When was blaise pascal




















Davidson At these meetings, Pascal was introduced to the latest developments in math. Soon he was making his own discoveries and publishing his own results. By the age of sixteen, he published his Essai pour les Coniques In the same year, the family moved to Rouen. Two years later, Pascal began working on his calculating machine which was completed in Krailsheimer marked the beginning of Pascal's spiritual transformation.

They taught the Pascals about Jansenism and Blaise, who found Jansenist ideas to be similar to his own beliefs, soon adopted the strict doctrines of the religion. Bishop The same year, Pascal found a new interest in physics. A family friend introduced the Pascals to Torricelli's experimet involving a tube of mercury turned upside down in a bowl also filled with mercury.

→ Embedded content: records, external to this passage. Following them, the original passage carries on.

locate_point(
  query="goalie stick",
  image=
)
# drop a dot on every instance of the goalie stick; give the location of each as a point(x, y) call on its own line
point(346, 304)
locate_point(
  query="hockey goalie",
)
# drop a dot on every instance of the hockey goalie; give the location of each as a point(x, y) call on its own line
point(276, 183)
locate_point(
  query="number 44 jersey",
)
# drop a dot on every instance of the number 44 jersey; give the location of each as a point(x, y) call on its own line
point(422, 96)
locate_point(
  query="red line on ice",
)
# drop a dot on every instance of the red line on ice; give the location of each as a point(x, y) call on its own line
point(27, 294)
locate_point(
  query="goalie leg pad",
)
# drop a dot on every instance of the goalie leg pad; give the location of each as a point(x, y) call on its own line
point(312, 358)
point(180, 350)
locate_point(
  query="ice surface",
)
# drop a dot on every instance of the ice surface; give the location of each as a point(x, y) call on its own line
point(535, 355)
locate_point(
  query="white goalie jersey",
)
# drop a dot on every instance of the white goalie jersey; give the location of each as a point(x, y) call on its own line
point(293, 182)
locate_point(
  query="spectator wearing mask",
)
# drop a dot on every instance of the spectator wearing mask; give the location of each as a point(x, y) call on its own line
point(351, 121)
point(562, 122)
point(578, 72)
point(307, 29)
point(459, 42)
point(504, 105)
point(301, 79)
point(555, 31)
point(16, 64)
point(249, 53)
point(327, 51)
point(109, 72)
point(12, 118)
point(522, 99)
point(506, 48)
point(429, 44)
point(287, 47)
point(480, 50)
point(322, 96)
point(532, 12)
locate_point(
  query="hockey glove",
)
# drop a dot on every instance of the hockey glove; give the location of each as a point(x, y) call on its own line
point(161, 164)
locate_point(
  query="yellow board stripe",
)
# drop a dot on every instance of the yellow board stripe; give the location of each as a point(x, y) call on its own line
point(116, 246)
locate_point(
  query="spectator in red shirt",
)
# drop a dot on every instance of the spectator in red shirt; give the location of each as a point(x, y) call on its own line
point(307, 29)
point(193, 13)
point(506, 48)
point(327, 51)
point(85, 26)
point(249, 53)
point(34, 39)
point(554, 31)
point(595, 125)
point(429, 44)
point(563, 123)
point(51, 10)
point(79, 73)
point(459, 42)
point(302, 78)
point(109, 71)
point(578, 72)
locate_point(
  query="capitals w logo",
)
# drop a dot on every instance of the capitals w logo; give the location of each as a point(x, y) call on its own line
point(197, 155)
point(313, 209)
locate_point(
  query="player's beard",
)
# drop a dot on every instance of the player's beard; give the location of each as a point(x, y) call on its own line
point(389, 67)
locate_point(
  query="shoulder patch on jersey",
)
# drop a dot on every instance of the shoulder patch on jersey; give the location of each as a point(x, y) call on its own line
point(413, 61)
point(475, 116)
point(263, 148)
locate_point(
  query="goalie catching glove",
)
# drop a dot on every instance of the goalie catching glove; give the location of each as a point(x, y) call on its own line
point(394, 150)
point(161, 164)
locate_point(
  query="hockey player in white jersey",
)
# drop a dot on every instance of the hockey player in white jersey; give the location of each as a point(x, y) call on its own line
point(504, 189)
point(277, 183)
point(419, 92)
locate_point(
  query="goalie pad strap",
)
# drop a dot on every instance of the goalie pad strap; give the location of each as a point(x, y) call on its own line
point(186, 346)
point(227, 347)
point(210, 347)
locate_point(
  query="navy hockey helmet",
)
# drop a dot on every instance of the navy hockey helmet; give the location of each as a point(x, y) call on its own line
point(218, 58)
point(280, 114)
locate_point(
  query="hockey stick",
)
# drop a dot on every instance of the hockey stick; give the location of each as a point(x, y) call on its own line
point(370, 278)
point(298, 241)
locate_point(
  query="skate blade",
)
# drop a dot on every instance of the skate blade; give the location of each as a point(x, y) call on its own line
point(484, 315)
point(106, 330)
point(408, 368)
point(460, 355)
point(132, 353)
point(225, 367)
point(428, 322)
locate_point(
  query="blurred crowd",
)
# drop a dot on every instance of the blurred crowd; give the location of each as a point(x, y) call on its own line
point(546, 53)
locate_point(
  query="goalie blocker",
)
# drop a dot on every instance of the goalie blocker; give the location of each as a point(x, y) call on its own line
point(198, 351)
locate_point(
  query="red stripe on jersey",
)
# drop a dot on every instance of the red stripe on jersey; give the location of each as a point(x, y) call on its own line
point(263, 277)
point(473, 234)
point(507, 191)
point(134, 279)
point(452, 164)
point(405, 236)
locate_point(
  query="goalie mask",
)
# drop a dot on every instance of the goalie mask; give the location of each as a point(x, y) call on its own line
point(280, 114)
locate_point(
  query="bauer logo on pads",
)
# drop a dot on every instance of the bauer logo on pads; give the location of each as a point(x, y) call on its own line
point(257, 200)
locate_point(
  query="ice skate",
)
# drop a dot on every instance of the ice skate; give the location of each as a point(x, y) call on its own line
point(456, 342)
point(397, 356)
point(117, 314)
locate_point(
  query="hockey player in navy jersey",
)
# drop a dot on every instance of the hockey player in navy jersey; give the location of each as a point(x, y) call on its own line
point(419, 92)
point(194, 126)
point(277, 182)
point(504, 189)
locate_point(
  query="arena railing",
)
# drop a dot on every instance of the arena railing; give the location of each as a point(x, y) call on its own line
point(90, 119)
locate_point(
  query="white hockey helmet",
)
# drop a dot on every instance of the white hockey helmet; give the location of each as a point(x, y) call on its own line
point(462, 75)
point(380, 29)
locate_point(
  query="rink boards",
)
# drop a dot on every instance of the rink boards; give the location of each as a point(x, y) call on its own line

They found that the mercury fell to a certain point in the tube and stopped. Antoine Arnauld was a Sorbonne theologian who defended Jansenist beliefs and thus found his position under fire from papal doctrine and university faculty. Pascal wrote a series of pseudonymous open letters from that ultimately came to be known as Les Provinciales. The writings defended Arnauld and critiqued Jesuit beliefs while exhibiting a groundbreaking style, relying on relatively tight, sharp prose with irony and satire.

The most oft cited portion of the collection is Pascal's famed "Wager," in which he states that it is more advantageous for religious skeptics to embrace a belief in God as they ultimately have more to lose if a higher power is revealed after death. Pascal, a complex personality, was described by biographer Donald Adamson as "precocious, stubbornly persevering, a perfectionist, pugnacious to the point of bullying ruthlessness yet seeking to be meek and humble.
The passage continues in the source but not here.